One deep breath. Two sips of sugary goodness.

“Work is work. I’m under consideration for the promotion, but I won’t find out until the start of the new year.”

“That’s not a good sign, honey. If they wanted to promote you, they would.”

I shuddered. Not from the cold, but from the eerie likeness to the dating advice I often read: If he wanted to, he would. According to my mother, that also applied in the workplace.

“It’s all a formal process, Mom.”

“Well, maybe if you work a little harder and put in more hours, they will.”

I sucked in a breath in time with the next gust of wind. A part of me wanted to disagree, to explain to my mother that that wasn’t how the world worked anymore. But no matter how old I got or how much success I had, I found it was a bad idea to talk back to my parents like that.

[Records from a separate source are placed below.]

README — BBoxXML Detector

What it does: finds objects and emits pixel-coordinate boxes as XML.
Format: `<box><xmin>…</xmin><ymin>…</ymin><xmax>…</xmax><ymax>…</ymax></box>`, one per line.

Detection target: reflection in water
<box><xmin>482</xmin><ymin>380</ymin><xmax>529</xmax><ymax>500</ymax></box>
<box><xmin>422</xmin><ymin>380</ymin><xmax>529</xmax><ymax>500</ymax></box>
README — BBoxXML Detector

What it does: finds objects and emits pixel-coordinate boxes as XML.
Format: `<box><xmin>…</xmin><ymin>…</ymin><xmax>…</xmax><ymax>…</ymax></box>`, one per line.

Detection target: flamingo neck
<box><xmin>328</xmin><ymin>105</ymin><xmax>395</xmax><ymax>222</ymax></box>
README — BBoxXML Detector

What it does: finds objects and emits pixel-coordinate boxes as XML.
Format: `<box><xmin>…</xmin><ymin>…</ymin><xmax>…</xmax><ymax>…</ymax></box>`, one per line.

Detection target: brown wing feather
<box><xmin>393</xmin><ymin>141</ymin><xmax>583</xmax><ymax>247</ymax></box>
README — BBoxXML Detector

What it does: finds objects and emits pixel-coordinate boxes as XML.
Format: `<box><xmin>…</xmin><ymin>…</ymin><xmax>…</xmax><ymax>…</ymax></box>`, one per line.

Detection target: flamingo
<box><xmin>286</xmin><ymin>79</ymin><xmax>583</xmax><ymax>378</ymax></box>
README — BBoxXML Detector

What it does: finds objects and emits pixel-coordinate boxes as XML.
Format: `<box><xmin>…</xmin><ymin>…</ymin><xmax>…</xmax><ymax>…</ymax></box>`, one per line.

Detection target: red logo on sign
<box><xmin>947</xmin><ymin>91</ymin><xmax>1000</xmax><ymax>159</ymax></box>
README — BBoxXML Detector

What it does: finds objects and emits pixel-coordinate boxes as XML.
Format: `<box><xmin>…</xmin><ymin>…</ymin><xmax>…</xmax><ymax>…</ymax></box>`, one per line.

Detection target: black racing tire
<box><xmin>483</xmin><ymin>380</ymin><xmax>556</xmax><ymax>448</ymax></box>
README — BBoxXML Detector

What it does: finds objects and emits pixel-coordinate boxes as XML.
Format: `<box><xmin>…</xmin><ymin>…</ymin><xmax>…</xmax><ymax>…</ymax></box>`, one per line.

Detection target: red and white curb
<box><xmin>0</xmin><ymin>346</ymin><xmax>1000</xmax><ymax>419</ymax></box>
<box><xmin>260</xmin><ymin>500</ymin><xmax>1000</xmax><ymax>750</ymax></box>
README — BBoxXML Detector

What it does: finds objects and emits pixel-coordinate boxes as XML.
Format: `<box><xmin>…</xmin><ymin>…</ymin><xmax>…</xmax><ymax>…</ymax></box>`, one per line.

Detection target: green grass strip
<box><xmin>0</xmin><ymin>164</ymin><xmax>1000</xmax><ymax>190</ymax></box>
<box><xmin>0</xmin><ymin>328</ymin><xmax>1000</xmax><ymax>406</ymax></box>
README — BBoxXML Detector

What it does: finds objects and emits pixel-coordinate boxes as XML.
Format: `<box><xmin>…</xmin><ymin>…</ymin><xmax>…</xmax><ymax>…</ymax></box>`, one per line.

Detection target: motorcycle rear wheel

You could put in tons of labor and extra hours at work, but your employer would still fire you if it benefited them.

You could put in tons of work and extra hours into a relationship, but your boyfriend would still leave if it benefited him.

Some people would say leave before you get left, but unfortunately, I wasn’t very good at the leaving part either.

“I’ll try,” I promised absentmindedly.

“They’d be fools not to promote you, honey.” There was a rustling of papers in the background, like Mom had just cracked open the book she wrote all the family recipes down in. “I have to go, but I’ll call you next week. Love you.”

“Love you, too.”

The line waned before clicking off completely, and with it, so did my remaining energy.

After climbing three flights of stairs, I reached the apartment I shared with Macey. Sure, the floors creaked everywhere you stepped and the wallpaper was fading, but to me, it looked lived in. Like home.

A row of colorful rugs warmed my feet as I walked through the living room and into the kitchen.

Even though I liked my room, the kitchen was my favorite part of our apartment.

Open shelves that displayed our thrifted dishes, a fridge that looked like a rainbow, considering it was covered in sticky notes and postcards, and a dining nook perfect for two.

I wouldn’t be home long. Xavier and I had planned a date night.

We were going to have dinner at that tiny Italian place in Lincoln Park, the one with string lights on the patio and candlelit tables that made everything feel a little cinematic.

He’d even mentioned grabbing dessert after, something “spontaneous,” which usually meant overpriced gelato from that place he liked.

Maybe this was what I needed after a boring day at work, coupled with the weekly challenge of a phone conversation with Mom.